Les migrations définitives sont plus rares. Au 17ème siècle, seule l’Alsace, fortement dépeuplée et dévastée par la guerre de Trente Ans, la peste et la famine, nécessite encore une véritable colonisation qui se fera par 13 000 Suisses, des Allemands, des Suédois, des Savoyards, des Champenois et des Lorrains ; la Franche-Comté, elle aussi es très touchée et recevra des immigrants suisses et savoyards essentiellement.
Dès le 16ème siècle, mais surtout au 18ème siècle, on constate, en revanche, un début d’exode rural en direction des grandes villes comme Bordeaux, Narbonne, Rouen, Lilles, Lyon, Marseille et paris, qui ont chacune leur domaine réservé, leur bassin démographique, qui s’élargit avec les années.
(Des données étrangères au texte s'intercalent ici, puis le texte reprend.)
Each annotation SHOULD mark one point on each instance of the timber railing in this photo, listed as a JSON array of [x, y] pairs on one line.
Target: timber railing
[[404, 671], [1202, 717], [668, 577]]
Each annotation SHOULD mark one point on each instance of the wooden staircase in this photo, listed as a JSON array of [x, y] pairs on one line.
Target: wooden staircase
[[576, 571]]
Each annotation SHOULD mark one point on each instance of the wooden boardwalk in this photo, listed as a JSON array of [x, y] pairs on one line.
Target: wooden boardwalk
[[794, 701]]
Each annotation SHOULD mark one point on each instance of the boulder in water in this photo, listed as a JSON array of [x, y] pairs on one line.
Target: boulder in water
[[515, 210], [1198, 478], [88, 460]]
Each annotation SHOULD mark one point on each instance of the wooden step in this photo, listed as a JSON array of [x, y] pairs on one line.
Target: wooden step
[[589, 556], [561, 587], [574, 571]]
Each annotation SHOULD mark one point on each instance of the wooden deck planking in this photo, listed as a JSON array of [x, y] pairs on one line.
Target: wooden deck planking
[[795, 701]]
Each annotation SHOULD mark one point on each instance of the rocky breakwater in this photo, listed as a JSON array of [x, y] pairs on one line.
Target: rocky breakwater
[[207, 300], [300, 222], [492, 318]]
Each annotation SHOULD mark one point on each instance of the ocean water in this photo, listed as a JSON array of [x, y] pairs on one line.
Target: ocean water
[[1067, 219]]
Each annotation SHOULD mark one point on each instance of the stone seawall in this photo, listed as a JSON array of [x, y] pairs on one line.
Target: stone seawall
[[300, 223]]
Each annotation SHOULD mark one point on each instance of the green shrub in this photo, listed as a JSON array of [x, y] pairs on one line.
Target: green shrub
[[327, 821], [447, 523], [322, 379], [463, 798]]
La région fournit les immigrants non spécialisés (servantes, journaliers), les artisans du bois (tonneliers, charpentiers de la vallée de la Garonne), du textile, de l’habillement, du cuir. Des régions plus lointaines offrent des travailleurs à spécialité ; les maçons du Limousin, les chaudronniers auvergnats, les pâtissiers commingeois à Bordeaux ou suisses des Grison dans toutes les villes…
On estime à 50 000 ces ruraux s’installant tous les ans dans les villes, mais nombre de ces immigrants ne restent pas toujours ; par exemple, un tiers des Rouennais nés ou non dans la ville en partent ; un couple de Versaillais sur deux quitte la ville royale avant leurs dix ans de mariage. Ces immigrants ruraux quittent leur première ville d’accueil pour une autre, plus grande et plus attractive (souvent Paris) ; ou parce que leur installation a échoué ; ou, s’ils sont marginaux ou délinquants, afin d’échapper aux autorités ; ou, enfin, pour les filles-mères pour cacher leur grossesse et accoucher loin de chez elles.
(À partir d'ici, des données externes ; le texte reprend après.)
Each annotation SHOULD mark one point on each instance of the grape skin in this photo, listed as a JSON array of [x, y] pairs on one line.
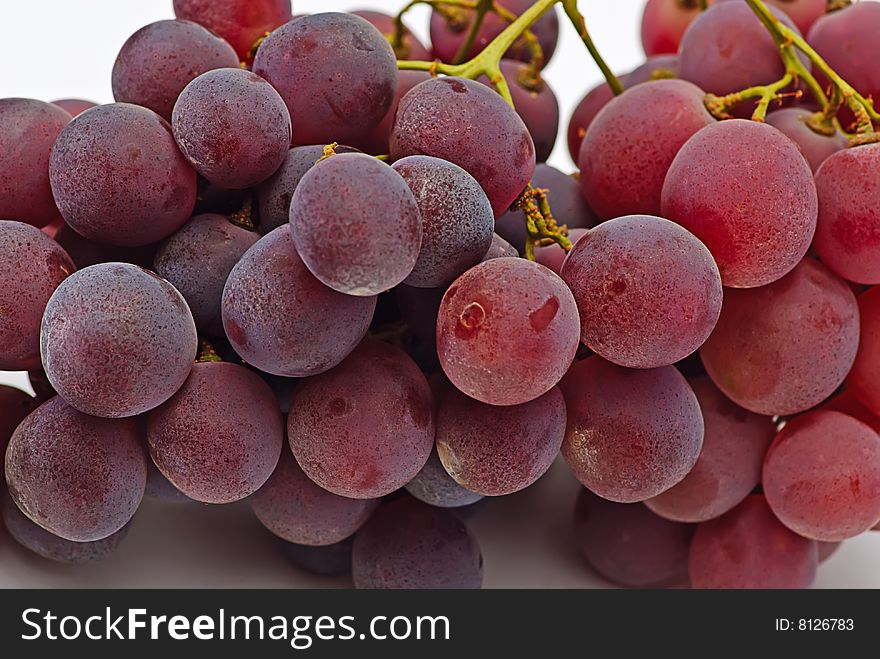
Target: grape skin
[[117, 340], [119, 178], [97, 465], [32, 267], [162, 58]]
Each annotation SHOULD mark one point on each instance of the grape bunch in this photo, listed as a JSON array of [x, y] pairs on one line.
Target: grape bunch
[[313, 264]]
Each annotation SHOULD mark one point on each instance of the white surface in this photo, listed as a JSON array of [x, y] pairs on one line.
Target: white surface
[[53, 49]]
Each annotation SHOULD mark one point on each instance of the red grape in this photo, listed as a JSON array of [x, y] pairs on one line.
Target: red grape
[[648, 292], [729, 466], [31, 268], [749, 548], [822, 476], [631, 434], [745, 190], [786, 347], [79, 477], [365, 428], [507, 331], [117, 340]]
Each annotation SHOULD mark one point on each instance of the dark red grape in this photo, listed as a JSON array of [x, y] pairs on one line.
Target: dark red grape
[[162, 58], [786, 347], [233, 127], [117, 340], [119, 178], [31, 268], [365, 428], [822, 476], [499, 450], [622, 170], [648, 291], [409, 544], [79, 477], [848, 232], [745, 190], [28, 129], [470, 125], [749, 548], [507, 331], [281, 319], [629, 544], [240, 22], [197, 260], [336, 72], [729, 466], [292, 507], [457, 219], [631, 434]]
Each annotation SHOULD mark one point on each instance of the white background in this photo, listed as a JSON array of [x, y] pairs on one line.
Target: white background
[[52, 49]]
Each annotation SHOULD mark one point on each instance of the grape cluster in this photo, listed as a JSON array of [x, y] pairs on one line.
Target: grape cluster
[[280, 270]]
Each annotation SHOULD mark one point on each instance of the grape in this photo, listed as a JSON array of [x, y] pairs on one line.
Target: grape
[[848, 232], [281, 319], [749, 548], [631, 434], [566, 202], [240, 22], [413, 49], [365, 428], [31, 268], [628, 544], [79, 477], [822, 476], [745, 190], [336, 72], [28, 129], [433, 485], [119, 178], [292, 507], [622, 170], [786, 347], [117, 340], [356, 224], [457, 219], [507, 331], [815, 148], [162, 58], [409, 544], [74, 106], [448, 39], [495, 451], [198, 259], [648, 292], [466, 123], [233, 127], [729, 466], [41, 542]]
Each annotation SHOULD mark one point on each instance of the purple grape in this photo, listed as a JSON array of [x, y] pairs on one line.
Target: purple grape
[[117, 340], [162, 58], [365, 428], [470, 125], [356, 224], [119, 178], [292, 507], [336, 72], [281, 319], [97, 468], [197, 260], [457, 219], [31, 268], [507, 331], [409, 544]]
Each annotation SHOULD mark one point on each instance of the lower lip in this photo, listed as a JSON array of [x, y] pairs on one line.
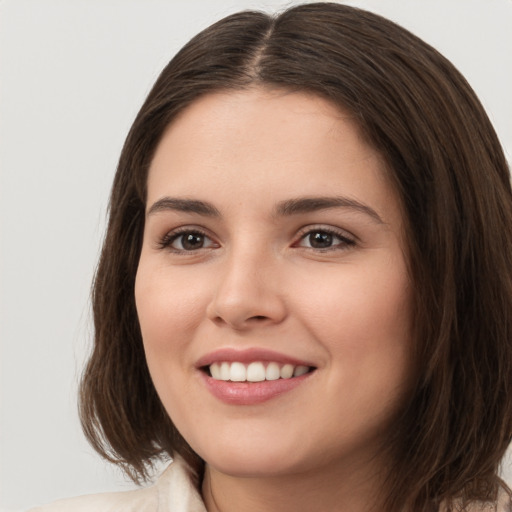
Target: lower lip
[[250, 393]]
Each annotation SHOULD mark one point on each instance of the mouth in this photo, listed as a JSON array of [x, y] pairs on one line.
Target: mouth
[[252, 376], [256, 371]]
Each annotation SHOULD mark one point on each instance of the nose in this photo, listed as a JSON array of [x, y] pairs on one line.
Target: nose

L’immigration urbaine est donc liée à la croissance des villes, en particulier Versailles et Paris. Entre 1660 et 1717, Versailles passe de quelques centaines d’habitants à 30 000, venus de toute la France du nord-ouest, mais aussi des diocèses de Limoges et de Bourges (pays d’origine des travailleurs du bâtiment), de Savoie (pays des domestiques). Paris passe de 200 000 habitants vers 1500 à 300 000, en 1565 et 480 000 en 1715, et recrute partout. N’oublions ni Brest ni Rochefort, qui de villages, deviennent des villes par la volonté de Colbert. Si Toulouse plafonne après 1650, Bordeaux s’accroît considérablement après 1740 et Marseille après la peste de 1720, attirant les habitants de la vallée du Rhône, de la Haute-Provence, et surtout de la côte de Toulon à Gênes.